Consider that tablet camera. Maybe three kids are out with the flu. I might want my students to record the lecture so they can share it with their sick friends. Maybe I’ve got students can study better by listening to a recording of the lecture instead of taking written notes. (Don’t get me wrong: I think note-taking is a valuable learning skill, far superior to listening to any recording over and over, but I’ll entertain alternative learning styles.) Maybe I put a map or a diagram on the board that students want to photograph and add to their notes.
Such activities are still possible under HB 1196: the teacher gives permission, the administration gives permission—boom! we’re in business. When we disable the technology, we lose the chance to lose it. So if you give me a choice, I take the policy option of HB 1196 over the total tech restriction.
Part of education is learning to use technology appropriately.

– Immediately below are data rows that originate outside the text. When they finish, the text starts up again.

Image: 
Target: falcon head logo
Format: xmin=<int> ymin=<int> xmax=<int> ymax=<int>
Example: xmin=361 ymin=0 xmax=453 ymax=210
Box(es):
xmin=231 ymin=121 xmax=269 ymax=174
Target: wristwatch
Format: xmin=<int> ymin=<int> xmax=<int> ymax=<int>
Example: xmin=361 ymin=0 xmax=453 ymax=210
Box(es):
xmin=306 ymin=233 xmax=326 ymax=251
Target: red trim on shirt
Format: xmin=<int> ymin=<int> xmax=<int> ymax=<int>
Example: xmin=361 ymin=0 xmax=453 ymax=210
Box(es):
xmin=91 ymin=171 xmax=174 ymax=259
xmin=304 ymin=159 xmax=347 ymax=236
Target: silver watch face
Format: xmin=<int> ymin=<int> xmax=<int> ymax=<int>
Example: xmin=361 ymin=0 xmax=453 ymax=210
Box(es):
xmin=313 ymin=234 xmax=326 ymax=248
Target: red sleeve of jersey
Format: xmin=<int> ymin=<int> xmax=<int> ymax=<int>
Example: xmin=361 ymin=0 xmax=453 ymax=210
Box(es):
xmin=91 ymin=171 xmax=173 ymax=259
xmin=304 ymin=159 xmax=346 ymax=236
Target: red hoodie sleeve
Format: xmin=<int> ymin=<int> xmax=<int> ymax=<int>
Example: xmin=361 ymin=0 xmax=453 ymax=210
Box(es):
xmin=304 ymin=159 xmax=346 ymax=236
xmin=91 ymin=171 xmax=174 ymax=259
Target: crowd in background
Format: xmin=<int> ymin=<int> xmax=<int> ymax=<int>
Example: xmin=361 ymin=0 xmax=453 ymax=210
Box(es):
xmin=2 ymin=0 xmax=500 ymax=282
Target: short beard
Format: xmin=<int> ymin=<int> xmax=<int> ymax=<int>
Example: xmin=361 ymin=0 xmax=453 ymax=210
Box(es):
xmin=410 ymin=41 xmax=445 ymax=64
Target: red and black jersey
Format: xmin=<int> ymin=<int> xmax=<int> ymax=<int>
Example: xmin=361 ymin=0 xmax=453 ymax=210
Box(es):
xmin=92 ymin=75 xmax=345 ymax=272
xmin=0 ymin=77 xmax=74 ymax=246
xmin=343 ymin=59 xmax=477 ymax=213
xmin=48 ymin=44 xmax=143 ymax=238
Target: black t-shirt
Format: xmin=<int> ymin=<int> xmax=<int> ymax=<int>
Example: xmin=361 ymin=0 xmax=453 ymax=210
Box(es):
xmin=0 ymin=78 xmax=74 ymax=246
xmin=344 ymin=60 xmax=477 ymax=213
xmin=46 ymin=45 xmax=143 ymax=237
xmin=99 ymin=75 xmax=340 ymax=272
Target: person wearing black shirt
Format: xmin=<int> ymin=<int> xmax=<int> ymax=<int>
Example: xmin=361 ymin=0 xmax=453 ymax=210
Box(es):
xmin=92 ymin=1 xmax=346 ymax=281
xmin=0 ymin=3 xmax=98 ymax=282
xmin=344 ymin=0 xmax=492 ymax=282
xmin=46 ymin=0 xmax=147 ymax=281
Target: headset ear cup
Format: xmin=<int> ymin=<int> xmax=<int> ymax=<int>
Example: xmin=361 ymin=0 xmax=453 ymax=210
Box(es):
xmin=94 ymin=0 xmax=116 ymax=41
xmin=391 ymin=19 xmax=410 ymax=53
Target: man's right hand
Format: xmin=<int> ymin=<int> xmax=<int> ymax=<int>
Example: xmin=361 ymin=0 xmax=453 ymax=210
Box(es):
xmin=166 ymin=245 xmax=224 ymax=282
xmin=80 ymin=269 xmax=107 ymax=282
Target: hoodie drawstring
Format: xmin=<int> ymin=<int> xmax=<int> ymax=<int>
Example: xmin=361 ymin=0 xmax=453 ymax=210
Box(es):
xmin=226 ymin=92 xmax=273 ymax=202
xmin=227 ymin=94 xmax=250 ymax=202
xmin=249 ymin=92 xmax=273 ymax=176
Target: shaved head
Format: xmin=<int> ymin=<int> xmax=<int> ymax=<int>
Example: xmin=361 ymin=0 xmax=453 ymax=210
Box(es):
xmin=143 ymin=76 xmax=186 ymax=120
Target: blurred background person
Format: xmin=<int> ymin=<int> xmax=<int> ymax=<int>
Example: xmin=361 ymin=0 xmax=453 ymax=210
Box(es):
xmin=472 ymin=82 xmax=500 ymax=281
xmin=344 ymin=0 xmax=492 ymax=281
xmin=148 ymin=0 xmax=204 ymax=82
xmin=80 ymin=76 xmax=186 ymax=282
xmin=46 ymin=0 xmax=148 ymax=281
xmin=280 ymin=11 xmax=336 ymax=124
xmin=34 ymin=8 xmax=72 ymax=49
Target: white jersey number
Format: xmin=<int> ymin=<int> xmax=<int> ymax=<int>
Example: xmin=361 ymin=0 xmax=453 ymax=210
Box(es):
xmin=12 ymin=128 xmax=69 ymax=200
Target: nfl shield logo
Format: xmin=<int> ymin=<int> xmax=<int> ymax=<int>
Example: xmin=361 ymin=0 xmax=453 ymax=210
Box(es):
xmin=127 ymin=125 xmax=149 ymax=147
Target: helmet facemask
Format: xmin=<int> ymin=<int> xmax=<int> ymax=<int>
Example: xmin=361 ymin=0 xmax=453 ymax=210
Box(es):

I’d like to believe that if we let kids use phones, tablets, laptops, and the Internet in class, we can do a lot of good education. But I also recognize that an open technology policy in the classroom requires constant vigilance and enforcement.
I thought the problem was these nuisance kids videotaping or recording teachers in the room with their own recorders. Like the way some phones might do. A teacher slam’s one kid and his buddy records it all out of context, or one mean girl takes a picture of the teacher with her mouth all agape and a buttock hanging just wrong or picking up an eraser or something and puts it on the face books and you’ve got an entire mockery going on. We can’t have that, it’s even more important than paying our best teachers more that we treat them with respect.
I agree Cory, and anything we can do to help protect teachers is great with me. A couple other thoughts tho… First off, if we extend this courtesy to our teachers will law enforcement be expecting the same? How about legislators? The ‘crickets’ video may become grounds for being charged at some point in time if we take this path. Also on the learning process, something needs to be said for teaching retention. How many phone #’s do you remember anymore? If you’re like me, none.
On the other hand, another option would be setting up a permanent camera in classrooms where lectures are recorded and accessed through a school website for a period of time. This would work well for students who are sick or possibly leave an option for schools to not run busses and still hold classes when weather does not cooperate.